Dans un communiqué de presse publié dans l’après-midi du 3 janvier, la section de Padoue de l’association Mi Riconosci, qui est en quelque sorte coresponsable du débat qui s’est instauré, a également exprimé son opinion. Le fait d’avoir un panthéon urbain exclusivement masculin a un impact sur nos vies et notre imagination collective, nous ne pouvons pas le nier". Les activistes notent que le règlement de Prato della Valle de 1776 interdisait d’avoir des statues de saints, de personnes vivantes et de personnes n’ayant aucun lien avec la ville, mais qu’il n’interdisait jamais de représenter des femmes, ce qui pouvait donc être fait sans contredire les souhaits des créateurs de la place. Par la voix de l’activiste et historienne de l’art Cristina Chiesura, l’une des promotrices du recensement des monuments féminins, l’association explique que l’idée de déplacer une statue ou d’installer une copie de celle qui se trouve aujourd’hui dans le bâtiment de l’université ne trouverait pas grâce à ses yeux: “[Elena Cornaro] se retrouverait, entre autres, seule statue assise au milieu de statues debout”, et ajoute “nous ne pensons pas non plus qu’il faille se focaliser sur une seule statue et une seule figure féminine: Il est vrai que, sans rien enlever aux différentes figures représentées au Prato della Valle, son absence est très frappante, mais nous sommes certains de la nécessité d’engager une réflexion plus large sur le ”Prato" dans son ensemble. L’association propose une série de débats publics sur le sujet.

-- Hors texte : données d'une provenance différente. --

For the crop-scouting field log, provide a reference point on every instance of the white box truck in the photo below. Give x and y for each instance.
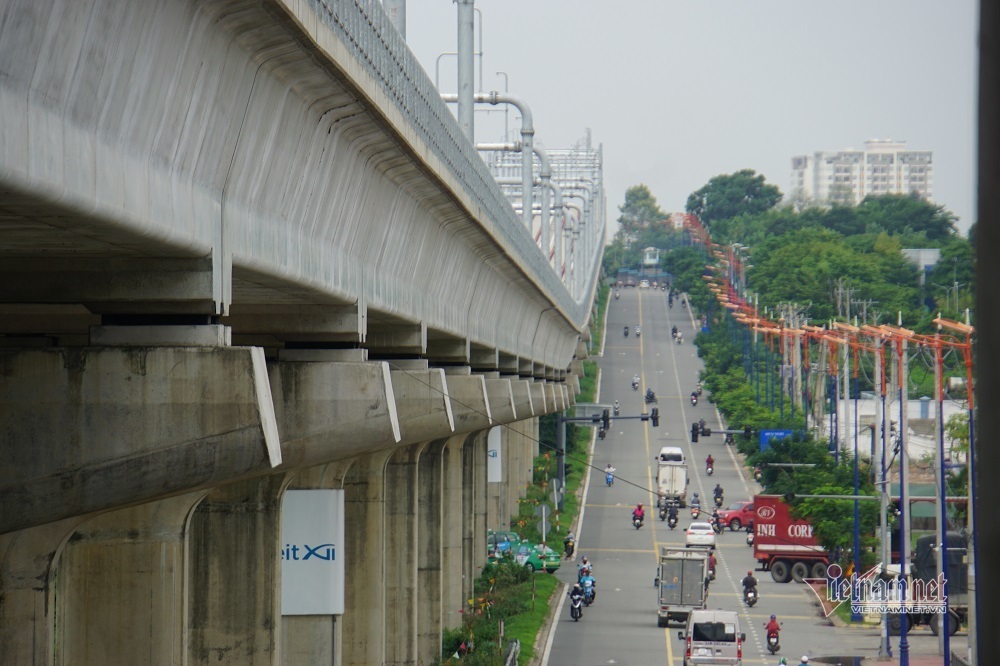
(681, 584)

Le débat dans le Mattino di Padova du 2 janvier 2022
Le débat dans le Mattino di Padova du 2 janvier 2022

Alessio Mazzaro, artiste de Padoue et militant d’Art Workers Italia, l’association des travailleurs de l’art contemporain, a de l’expérience dans les projets participatifs et définit l’idée d’intervenir sur le Prato della Valle comme “sensée, même le moment et le climat politique semblent favorables”, mais il est préoccupé par la tournure que prend le débat: “il y a un risque de mélange néfaste, un contraste entre ajouter et démolir qui n’existe pas”. Mazzaro souligne que, dans ces conditions, il ne suffira pas d’organiser des réunions publiques, mais qu’il faudra donner aux citoyens les moyens de comprendre ce qui se passe en Italie et dans le monde, afin d’éviter que le débat ne soit gâché par des préjugés qui risquent de l’entraîner sur des rivages de contrastes qui n’ont pas grand-chose à voir avec la réalité de la proposition et les besoins de la ville.

À l’approche du 800e anniversaire de l’université et des élections municipales, il faut jurer que cette"bataille des statues", qui prend pour la première fois une telle ampleur en Italie, n ’en est qu’à ses débuts: les opinions et les points de vue se superposent au fil des heures, mais à l’heure où nous écrivons ces lignes, aucun membre du conseil municipal ne s’est encore exprimé sur le sujet. Ni le conseiller pour la culture, ni le conseiller pour l’égalité des chances, ni le maire. Mais on peut s’attendre à ce que cela arrive bientôt.